What is RegexEntityExtractor
YAML configuration
Internal working
When and why to use it

What is the RegexEntityExtractor?
The RegexEntityExtractor is a rule-based entity extractor that uses regular expressions to identify entities in user input.
Unlike ML-based extractors, it does not learn from data.
Instead, it works on a very simple principle:

If the text matches a predefined pattern, extract it as an entity.

This makes it:

Deterministic
Fast
Extremely precise (when patterns are well-defined)

Why do we need it?
Not all entities are ambiguous.
Some entities:

Follow fixed formats
Are numerical or structured
Do not benefit from ML generalization

Examples:

Phone numbers
Email addresses
Order IDs
Dates
ZIP codes
Trying to train an ML model to extract these is often overkill.

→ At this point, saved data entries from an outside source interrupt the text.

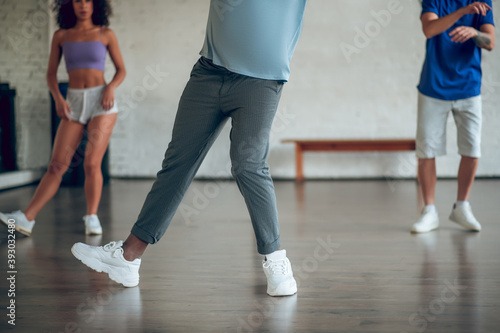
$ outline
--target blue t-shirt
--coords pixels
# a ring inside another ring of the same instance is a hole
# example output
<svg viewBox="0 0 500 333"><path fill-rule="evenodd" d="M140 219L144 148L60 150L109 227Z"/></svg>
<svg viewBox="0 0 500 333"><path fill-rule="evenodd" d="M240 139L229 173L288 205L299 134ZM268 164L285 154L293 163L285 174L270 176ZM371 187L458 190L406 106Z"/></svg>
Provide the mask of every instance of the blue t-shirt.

YAML Configuration Example
Regex patterns are defined directly in your NLU YAML file.

version: "3.1"

nlu:
  - regex: phone_number
    examples: |
      - abc@gmail.com
      - xyz@gmail.com

Pipeline Configuration
To enable it, the extractor must be added to your pipeline:

pipeline:
  - name: WhitespaceTokenizer
  - name: RegexEntityExtractor

Internal Working
At a low level, the RegexEntityExtractor works as follows:

Takes the raw user message
Iterates over each regex pattern defined in YAML
Applies the pattern to the text
If a match is found:
- Extracts the matched substring
- Assigns it as an entity
- Stores start and end character indices

Consider the example:

"My phone number is 9876543210"

Then the entity extracted is:

{
  "entity": "phone_number",
  "value": "9876543210",
  "start": 19,
  "end": 29
}

Combining with Entity Synonym Mapper
A very common pattern is:

RegexEntityExtractor extracts the entity
Entity Synonym Mapper normalizes it

This combination gives:

Precision
Consistency
Clean downstream data

When should RegexEntityExtractor be used?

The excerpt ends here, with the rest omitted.